The session starts with a real server
BrushPass provisions a fresh Ubuntu VPS for each session. The candidate connects over SSH as a normal Linux user, gets a task file, and works in their home directory with familiar tools like git, curl, ripgrep, Node, Python, tmux, and a coding agent.
The workspace can start empty or be seeded from a public GitHub or GitLab repository at a branch, tag, commit, or subdirectory. That makes it useful for both greenfield build tasks and realistic bug hunts against existing code.
The candidate gets tools, not secrets
Provider API keys never go on the VPS. BrushPass installs the coding agent and writes a local configuration that points it at the BrushPass API proxy. The candidate receives a disposable session token scoped to one workspace, one session, the allowed models, and the expected source IP.
That keeps the developer workflow realistic while keeping organization credentials server-side. The candidate can use the agent naturally, but the control plane can enforce budget, model policy, token expiry, and revocation.
Coding-agent traffic goes through the proxy
Today the installed agent path is Codex. The configuration routes OpenAI-compatible Responses API traffic through BrushPass, where each request is authenticated, checked against budget and policy, forwarded with the organization's key or a platform fallback key, and recorded as an AI event.
Those events include provider, model, status, redacted request and response data, token usage, and estimated cost when pricing is available. Claude and other coding-agent providers can fit the same pattern as additional adapters.
Terminal telemetry records the workflow
The candidate's login shell loads BrushPass telemetry. Interactive commands are recorded with timestamp, user, working directory, exit code, and session context, then posted back to the control plane through an authenticated agent endpoint.
This is not just command history. It shows how the candidate explored the system, installed dependencies, ran tests, debugged failures, started services, inspected ports, and verified the result.
The git shadow captures file changes
BrushPass initializes the candidate home directory as a git repository for a clean baseline, then maintains a separate shadow worktree for evidence collection. The shadow excludes noisy or sensitive paths such as agent state, caches, SSH material, package folders, and virtual environments.
When the workspace changes, BrushPass snapshots the file inventory and computes line-level deltas. Reviewers can see changed files, additions, deletions, README updates, and whether a candidate produced usable handoff documentation.

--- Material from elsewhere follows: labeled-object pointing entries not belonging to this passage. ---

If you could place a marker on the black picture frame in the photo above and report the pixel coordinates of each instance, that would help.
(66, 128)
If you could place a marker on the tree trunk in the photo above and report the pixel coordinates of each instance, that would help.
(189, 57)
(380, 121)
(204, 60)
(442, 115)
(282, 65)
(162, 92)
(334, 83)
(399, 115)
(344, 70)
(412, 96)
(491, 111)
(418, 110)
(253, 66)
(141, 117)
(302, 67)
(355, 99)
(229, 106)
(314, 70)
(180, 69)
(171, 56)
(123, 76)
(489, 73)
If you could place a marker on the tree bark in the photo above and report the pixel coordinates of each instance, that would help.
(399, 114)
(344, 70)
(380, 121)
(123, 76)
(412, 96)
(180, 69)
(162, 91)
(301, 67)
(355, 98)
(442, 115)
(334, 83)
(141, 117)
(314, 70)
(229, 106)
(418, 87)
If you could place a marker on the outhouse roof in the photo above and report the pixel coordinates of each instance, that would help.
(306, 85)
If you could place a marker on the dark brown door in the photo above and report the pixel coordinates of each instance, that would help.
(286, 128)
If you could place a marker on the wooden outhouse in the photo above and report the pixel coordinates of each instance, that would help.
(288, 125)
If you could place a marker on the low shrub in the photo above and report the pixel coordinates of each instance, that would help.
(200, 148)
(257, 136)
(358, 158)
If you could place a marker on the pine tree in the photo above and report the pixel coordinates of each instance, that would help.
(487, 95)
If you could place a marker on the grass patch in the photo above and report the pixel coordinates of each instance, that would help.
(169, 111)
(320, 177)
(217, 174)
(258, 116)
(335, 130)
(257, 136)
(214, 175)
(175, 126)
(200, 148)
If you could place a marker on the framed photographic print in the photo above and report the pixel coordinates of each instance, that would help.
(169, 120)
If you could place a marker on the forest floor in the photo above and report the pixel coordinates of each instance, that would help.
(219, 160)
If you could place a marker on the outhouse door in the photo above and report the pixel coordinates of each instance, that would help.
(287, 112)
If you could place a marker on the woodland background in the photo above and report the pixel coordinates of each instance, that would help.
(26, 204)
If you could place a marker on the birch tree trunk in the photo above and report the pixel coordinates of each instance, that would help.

Snapshots turn a box into evidence
A lightweight timer collects workspace state during the session: file counts and sizes, suspicious files, large files, archives, git status, listening ports, process context, disk usage, README content, and recent file activity.
BrushPass skips duplicate snapshots when nothing meaningful changed. The result is a timeline that combines shell actions, AI events, and state updates into a reviewable record instead of a pile of disconnected logs.
Reports are the next layer
The next step is generated session reporting. A report should combine the task, candidate documentation, terminal timeline, AI usage, snapshots, git deltas, cost, runtime evidence, verification results, and reviewer notes into a structured assessment draft.
That report should summarize what happened, cite evidence, identify strengths and risks, suggest follow-up questions, and score clear dimensions like task completion, debugging, Linux fluency, deployment, testing, AI judgment, security hygiene, code quality, and documentation.
The goal is better review, not automatic hiring
BrushPass is designed to help reviewers make informed decisions. The system can organize the evidence, run verification checks, and draft analysis, but the hiring decision should stay with humans who understand the role, team, and context.